State policies including renewable portfolio standards, offshore wind project solicitations and financial support mechanisms for generation resources like nuclear power have been challenging the competitive aspect of PJM's wholesale power markets.
"The PJM markets bring customers the benefits of competition," Monitoring Analytics, PJM's independent market monitor, said in first quarter 2019 State of the Market Report.
"But the PJM markets, and wholesale power markets in the US, face new challenges that potentially threaten the viability of competitive markets," the IMM said.
Challenges that must be incorporated within the market design of a sustainable competitive wholesale power market include nonmarket revenues for renewable energy from state programs; a "significant level of generation resources" subject to cost of service regulation; and the structure and performance of the existing market-based generation fleet, the IMM said.
As a result, PJM has filed major capacity market design changes with the Federal Energy Regulatory Commission (EL18-178), which has yet to rule. PJM also filed in March energy market rules changes with FERC directed at PJM's reserve market to address changing system conditions (EL19-58).
ISO New England recently overhauled its capacity market, ushering in rules called Competitive Auctions with Sponsored Resources that first went into effect for the grid operator's February capacity market auction.
CASPR was developed to accommodate increasing volumes of generation resources like wind and solar power that receive state-level support through RPS and other programs designed to stimulate the development of clean energy.
ISO-NE's capacity market auction closed at a clearing price of $3.80/kW-month, compared to $4.63/kW-month in last year's auction, an 18% decline, which was the lowest clearing price in six years.
The market in New England will dramatically change in the next five to 10 years with the prospect of up to 60% of the regional electricity coming from subsidized resources, Dan Dolan, president of trade group New England Power Generators Association, said at the S&P Global Platts Northeast Power and Gas Markets Conference in New York in May.
One of the sources of tension between state-level clean energy policies and the competitive markets is the markets were not designed to value the environmental impacts -- positive or negative -- of various generation resources.
"The power markets are not solving for, and were not designed for, the accomplishment of environmental objectives," Travis Kavulla, director of energy and environmental policy at free market think tank R Street Institute, said at the New England Power Pool's Summer Meeting in Newport, Rhode Island, on June 26.
"Likewise, markets have allowed more economic, cleaner natural gas to replace less efficient and less clean coal.

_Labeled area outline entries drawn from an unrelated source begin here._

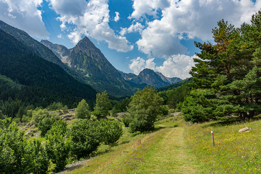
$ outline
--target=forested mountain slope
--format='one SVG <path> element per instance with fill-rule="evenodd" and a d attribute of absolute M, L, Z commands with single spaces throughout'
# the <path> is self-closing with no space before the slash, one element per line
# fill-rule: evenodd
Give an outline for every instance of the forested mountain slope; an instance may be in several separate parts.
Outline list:
<path fill-rule="evenodd" d="M 0 110 L 3 114 L 10 114 L 8 106 L 4 108 L 6 102 L 15 100 L 20 101 L 20 107 L 46 107 L 55 101 L 71 107 L 83 98 L 90 104 L 94 101 L 96 92 L 90 86 L 32 53 L 31 48 L 1 30 L 0 38 L 0 74 L 3 75 L 0 85 L 3 89 L 0 91 Z"/>
<path fill-rule="evenodd" d="M 145 85 L 124 79 L 101 51 L 86 36 L 75 47 L 67 50 L 63 46 L 54 44 L 46 40 L 42 40 L 41 43 L 60 55 L 64 63 L 84 77 L 86 83 L 99 92 L 106 90 L 111 96 L 129 96 L 134 94 L 137 88 L 143 88 Z M 62 48 L 65 49 L 61 51 Z"/>

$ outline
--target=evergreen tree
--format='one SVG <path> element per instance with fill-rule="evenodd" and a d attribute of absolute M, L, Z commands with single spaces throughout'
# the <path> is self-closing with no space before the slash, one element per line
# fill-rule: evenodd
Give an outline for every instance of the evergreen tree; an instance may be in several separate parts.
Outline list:
<path fill-rule="evenodd" d="M 83 99 L 76 108 L 75 112 L 75 115 L 76 118 L 81 119 L 90 118 L 90 113 L 89 110 L 90 108 L 88 104 L 84 99 Z"/>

But there is no objective function to the markets to solve for the variable of carbon-dioxide emissions," Kavulla said.
And while the markets could be adapted to value environmental externalities, Kavulla argued, political will is lacking.

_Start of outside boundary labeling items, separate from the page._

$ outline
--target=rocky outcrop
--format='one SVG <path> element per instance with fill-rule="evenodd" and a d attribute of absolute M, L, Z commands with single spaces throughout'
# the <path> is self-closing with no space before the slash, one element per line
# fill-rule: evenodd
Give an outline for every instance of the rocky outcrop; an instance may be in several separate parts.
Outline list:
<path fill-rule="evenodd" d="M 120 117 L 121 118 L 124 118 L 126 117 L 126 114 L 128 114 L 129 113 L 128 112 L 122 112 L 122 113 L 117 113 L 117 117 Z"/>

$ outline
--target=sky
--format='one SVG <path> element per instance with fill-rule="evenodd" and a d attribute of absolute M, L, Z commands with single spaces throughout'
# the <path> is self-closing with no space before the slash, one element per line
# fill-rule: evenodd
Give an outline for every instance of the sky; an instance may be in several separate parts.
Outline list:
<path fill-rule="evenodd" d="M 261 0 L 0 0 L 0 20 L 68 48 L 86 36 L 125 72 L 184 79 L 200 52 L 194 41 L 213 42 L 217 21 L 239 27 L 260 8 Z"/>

The New York Independent System Operator, a single-state ISO where both legislative chambers and the governor's mansion are controlled by Democrats, is working to price carbon emissions into its wholesale markets. If successful, the NYISO's approach -- or aspects of it -- could be applied in other markets.
However, in the absence of such market-based approaches to effectuate policy, "we may end up on a path where legislators simply write laws that decree the construction of particular power projects by particular parties," Kavulla said, which would be an "earmarking policy" even worse than "integrated resource planning."